Undescended testes have a small chance of becoming cancerous in the form of gonadoblastoma later in life if they are not surgically removed. Gonadectomy was performed traditionally in childhood as it was thought at increased risk for germ cell cancer called gonadoblastoma (risk <5% in CAIS) and thought that such gonads were without usual hormone function and fertility potential. Accordingly, this risk stratification has for cautious serial observation and/or timing of gonadectomy recommendations to be more individualized and recommend post pubertal gonadectomy or observation for patients with CAIS and strong consideration of prepubertal gonadectomy for those with partial androgen insensitivity syndrome (risk =50%in PAIS) . GCC may take years to become invasive malignancy, which is generally localized and highly curable; thus, observation protocols may be reasonable for select individuals . The estrogen substitutive therapy, if at all indicated as explained above, should be given in the pre-pubertal period at the age of 11 years . Whenever feasible and possible, minimal invasive approach using laparoscopy should be used for bilateral inguinal herniotomy and gonadal biopsies initially at diagnosis in infancy and childhood and during bilateral gonadectomy during adolescence [10,11].

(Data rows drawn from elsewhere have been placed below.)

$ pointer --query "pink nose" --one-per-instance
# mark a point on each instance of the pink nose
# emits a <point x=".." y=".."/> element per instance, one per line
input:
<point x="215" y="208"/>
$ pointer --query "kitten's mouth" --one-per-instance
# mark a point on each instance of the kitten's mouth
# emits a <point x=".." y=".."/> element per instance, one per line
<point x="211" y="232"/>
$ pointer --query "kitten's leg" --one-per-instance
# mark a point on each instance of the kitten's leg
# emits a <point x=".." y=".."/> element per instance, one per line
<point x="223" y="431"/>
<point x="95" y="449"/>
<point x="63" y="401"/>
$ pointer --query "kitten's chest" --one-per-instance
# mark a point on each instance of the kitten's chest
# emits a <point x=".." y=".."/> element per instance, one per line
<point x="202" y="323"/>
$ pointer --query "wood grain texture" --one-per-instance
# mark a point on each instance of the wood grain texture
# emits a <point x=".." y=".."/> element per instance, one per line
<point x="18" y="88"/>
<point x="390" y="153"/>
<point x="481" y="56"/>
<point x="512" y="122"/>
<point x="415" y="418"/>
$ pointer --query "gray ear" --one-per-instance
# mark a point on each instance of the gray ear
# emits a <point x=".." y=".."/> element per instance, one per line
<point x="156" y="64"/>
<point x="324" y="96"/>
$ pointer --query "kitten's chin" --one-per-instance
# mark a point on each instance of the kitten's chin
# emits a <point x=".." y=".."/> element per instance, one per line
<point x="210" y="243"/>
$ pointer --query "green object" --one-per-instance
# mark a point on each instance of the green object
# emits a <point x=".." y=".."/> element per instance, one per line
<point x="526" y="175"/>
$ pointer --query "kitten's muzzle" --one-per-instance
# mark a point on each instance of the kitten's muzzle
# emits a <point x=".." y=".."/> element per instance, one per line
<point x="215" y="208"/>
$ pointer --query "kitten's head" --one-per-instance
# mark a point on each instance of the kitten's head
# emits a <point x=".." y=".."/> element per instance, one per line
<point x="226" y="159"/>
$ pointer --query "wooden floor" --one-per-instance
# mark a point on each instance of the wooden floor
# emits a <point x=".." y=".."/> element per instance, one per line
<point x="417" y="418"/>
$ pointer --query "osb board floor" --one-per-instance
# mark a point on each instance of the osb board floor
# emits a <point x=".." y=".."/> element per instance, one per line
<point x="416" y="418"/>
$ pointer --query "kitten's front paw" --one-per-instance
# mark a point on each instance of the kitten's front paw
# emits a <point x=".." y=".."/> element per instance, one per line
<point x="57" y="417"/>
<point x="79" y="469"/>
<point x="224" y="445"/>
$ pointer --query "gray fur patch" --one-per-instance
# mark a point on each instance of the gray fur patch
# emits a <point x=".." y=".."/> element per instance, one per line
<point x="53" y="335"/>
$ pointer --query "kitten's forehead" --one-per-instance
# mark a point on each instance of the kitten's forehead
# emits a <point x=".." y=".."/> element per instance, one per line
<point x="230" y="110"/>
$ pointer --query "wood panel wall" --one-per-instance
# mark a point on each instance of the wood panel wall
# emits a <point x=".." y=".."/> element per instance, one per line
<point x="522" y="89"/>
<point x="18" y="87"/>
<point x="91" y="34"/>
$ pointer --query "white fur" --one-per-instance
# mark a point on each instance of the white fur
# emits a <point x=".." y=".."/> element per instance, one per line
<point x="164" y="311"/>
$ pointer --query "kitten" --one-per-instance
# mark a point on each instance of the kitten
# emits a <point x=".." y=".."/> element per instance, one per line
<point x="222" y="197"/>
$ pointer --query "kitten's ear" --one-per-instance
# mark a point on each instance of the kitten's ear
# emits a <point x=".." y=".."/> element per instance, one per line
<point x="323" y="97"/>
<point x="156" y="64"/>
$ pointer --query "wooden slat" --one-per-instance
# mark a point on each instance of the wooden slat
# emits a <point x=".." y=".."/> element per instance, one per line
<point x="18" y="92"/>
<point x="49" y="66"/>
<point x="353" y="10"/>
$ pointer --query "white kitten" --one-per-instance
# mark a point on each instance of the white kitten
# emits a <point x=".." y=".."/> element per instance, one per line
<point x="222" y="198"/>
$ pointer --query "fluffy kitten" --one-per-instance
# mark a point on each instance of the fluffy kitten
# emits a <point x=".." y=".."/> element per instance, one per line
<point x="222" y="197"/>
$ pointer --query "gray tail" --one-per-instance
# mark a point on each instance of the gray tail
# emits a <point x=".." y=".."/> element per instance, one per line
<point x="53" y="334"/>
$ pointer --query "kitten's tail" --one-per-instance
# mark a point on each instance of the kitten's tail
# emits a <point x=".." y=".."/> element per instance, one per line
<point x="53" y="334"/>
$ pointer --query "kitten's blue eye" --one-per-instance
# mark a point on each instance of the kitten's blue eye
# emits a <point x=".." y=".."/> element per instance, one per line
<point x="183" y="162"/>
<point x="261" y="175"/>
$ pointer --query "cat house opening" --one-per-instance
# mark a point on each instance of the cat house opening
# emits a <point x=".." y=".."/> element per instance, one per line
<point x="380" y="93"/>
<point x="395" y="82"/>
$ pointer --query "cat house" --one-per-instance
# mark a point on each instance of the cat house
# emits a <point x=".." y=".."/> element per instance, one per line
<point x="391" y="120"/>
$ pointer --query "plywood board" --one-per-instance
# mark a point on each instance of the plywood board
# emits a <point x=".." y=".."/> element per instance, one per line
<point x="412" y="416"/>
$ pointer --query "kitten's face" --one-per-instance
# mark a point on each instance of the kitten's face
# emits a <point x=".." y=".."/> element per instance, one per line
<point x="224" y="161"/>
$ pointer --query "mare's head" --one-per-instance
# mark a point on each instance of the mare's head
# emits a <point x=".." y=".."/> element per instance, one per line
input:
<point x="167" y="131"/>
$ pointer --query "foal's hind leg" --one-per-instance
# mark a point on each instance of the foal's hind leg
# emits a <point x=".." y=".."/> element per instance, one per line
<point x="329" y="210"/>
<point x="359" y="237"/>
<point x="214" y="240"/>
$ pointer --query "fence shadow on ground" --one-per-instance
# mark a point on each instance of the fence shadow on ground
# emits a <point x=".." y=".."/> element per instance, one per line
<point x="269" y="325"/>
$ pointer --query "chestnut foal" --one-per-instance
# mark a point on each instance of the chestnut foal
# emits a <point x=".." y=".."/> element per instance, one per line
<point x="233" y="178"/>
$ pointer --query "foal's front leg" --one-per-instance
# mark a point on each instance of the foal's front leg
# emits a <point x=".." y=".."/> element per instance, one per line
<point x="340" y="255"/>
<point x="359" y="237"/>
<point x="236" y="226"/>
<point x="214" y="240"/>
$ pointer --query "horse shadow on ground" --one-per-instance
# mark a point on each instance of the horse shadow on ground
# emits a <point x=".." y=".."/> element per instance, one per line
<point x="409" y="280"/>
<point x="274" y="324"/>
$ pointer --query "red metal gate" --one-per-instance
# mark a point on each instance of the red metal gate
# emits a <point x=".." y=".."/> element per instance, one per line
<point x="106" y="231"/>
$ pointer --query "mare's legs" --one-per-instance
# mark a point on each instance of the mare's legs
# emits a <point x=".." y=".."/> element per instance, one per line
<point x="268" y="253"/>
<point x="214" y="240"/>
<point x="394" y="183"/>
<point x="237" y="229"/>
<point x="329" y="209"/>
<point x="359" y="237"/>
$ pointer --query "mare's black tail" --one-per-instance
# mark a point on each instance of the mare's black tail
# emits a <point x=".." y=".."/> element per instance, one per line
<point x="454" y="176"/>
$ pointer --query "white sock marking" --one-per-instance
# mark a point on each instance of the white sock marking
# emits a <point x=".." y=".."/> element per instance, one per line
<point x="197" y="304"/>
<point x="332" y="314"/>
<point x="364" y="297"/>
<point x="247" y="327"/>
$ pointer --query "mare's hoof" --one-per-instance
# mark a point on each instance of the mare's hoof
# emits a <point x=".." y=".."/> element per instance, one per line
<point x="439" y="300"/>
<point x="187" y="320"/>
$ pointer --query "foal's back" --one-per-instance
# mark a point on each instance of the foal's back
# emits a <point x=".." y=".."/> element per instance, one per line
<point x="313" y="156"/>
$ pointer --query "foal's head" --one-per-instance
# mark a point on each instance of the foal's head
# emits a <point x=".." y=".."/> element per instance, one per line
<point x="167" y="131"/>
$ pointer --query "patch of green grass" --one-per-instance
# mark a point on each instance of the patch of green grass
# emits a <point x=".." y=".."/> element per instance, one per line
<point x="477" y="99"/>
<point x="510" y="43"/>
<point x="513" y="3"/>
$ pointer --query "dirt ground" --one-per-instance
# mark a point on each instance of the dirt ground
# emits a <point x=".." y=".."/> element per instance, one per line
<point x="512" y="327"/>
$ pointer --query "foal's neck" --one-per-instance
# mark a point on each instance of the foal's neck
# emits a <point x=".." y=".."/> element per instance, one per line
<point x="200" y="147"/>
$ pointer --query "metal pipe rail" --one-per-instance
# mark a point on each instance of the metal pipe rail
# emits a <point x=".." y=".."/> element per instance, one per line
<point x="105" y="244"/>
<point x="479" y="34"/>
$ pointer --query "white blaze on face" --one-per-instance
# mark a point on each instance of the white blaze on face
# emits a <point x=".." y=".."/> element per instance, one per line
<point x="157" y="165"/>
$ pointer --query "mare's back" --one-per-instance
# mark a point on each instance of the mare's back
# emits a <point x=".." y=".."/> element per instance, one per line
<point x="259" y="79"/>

In conclusion, we believe that familial CAIS is very unusual and rare DSDs, and that it is almost impossible to have fertility in the first place and recurrence in the offspring almost unheard of. It is now possible to prevent recurrence in the offspring by taking adequate prenatal investigations and testing and implementing evidence-based approach but in very sensitive case like our initial emotional decision making by parents was respected but they realised the importance of the expert opinion and would now follow the rational approach based on evidence.
Compliance with ethical standards
Conflict of interest
The authors have no conflict of interest to declare. No funding source was involved in this study.
All procedures performed on human participants were in accordance with the ethical standards of the institutional and national research committee and with the 1964 Declaration of Helsinki and its later amendments or comparable ethical standards.
Informed consent was obtained from the parents and all the relatives involved prior to all the procedures. Parents and all involved parties were informed about the procedure.